¿Qué expresa la música?
El siglo XIX, por el contrario, fue partidario de las anotaciones hasta llegar a hacer de ellas una literatura. Eran años románticos, años de prefacios doctrinales y manifiestos que, por sí mismos, constituían obras de letrados. Schumann, por ejemplo, interlineaba sus pentagramas con auténticos versos indicativos. No olvidemos, en el mismo orden, el poema sinfónico y la sinfonía programática. Son partituras que, en principio, responden a textos verbales. Otra cosa es plantearnos si podemos o no escucharlas prescindiendo de ellos. Personalmente, creo que que se pueden hacer las dos cosas: hurgar las cosquillas literarias de la música o prescindir de esas muletas para caminar y evitarnos fastidios al puro goce del sonido.
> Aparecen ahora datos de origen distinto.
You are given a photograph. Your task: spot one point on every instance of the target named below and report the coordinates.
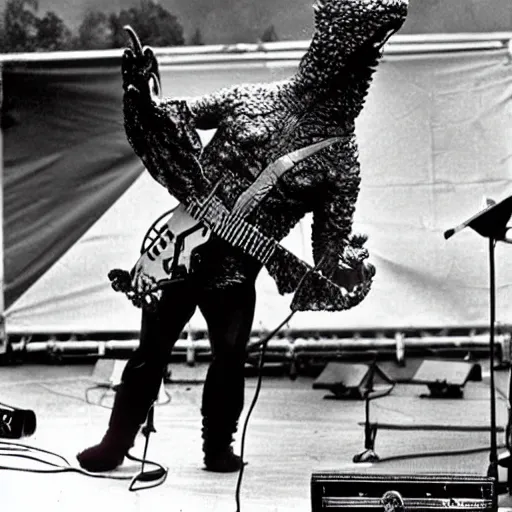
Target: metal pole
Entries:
(493, 456)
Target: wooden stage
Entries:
(293, 431)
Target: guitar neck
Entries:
(236, 231)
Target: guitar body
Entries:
(167, 259)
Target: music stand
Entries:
(490, 223)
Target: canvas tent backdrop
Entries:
(435, 137)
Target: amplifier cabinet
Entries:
(337, 491)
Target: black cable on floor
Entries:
(25, 451)
(263, 344)
(447, 453)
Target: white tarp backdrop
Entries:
(435, 137)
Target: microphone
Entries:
(16, 423)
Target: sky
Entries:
(229, 21)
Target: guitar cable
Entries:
(263, 344)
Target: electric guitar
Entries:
(168, 250)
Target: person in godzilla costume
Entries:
(256, 124)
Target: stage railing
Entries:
(281, 50)
(293, 347)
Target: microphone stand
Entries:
(491, 223)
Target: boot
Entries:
(218, 452)
(129, 412)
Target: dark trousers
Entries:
(229, 315)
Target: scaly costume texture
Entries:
(258, 123)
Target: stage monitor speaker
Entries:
(353, 381)
(337, 491)
(446, 379)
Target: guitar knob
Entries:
(392, 501)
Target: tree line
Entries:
(24, 29)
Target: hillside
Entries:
(229, 21)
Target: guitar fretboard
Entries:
(234, 230)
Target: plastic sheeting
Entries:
(66, 161)
(435, 138)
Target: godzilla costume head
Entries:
(347, 32)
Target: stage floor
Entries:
(293, 431)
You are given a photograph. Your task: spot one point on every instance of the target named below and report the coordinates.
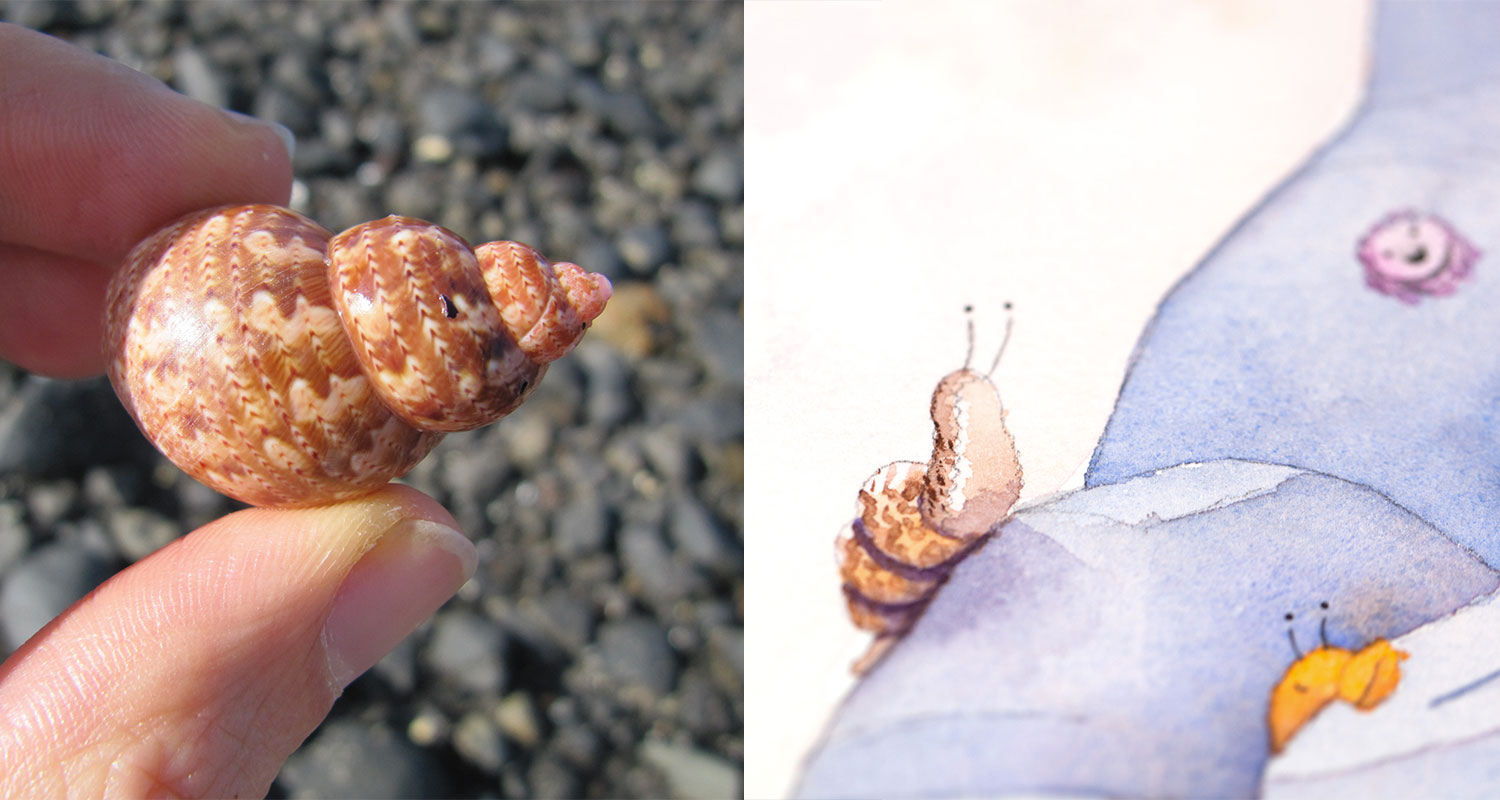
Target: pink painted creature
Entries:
(1410, 254)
Llevado al extremo, cualquier principio se niega. Y así pasó con el romanticismo, quien dotó al intérprete con los plenos poderes de la expresión momentánea y el reino subjetivo de la personalidad. Se puede comprimir el fenómeno y generalizarlo en el apotegma de Franz Liszt: “El concierto soy yo.” De tal modo, la partitura se torna inestable, tanto como el humor del ejecutante.
La verdad, según ocurre siempre, se halla en la conciliación de los oponentes. Es cierto que la música se escribe y que su escritura comporta indicaciones de interpretación, a contar desde las velocidades resueltas con el metrónomo. Asimismo es cierto que siempre es un sujeto quien descifra el mudo papel con signos escritos y los transforma en sonido y tiempo. ¿Pueden trabajar juntos? Sí, categóricamente sí. Pero, cuidado: estamos tratando con seres vivos, la partitura y el hombre o la mujer que la incorporan. La vida es imprecisa, felizmente imprecisa, y no agota sus posibilidades sino en un futuro que no se alcanza nunca. Por eso, distintas lecturas de una misma página dan como efecto distintas e igualmente válidas versiones.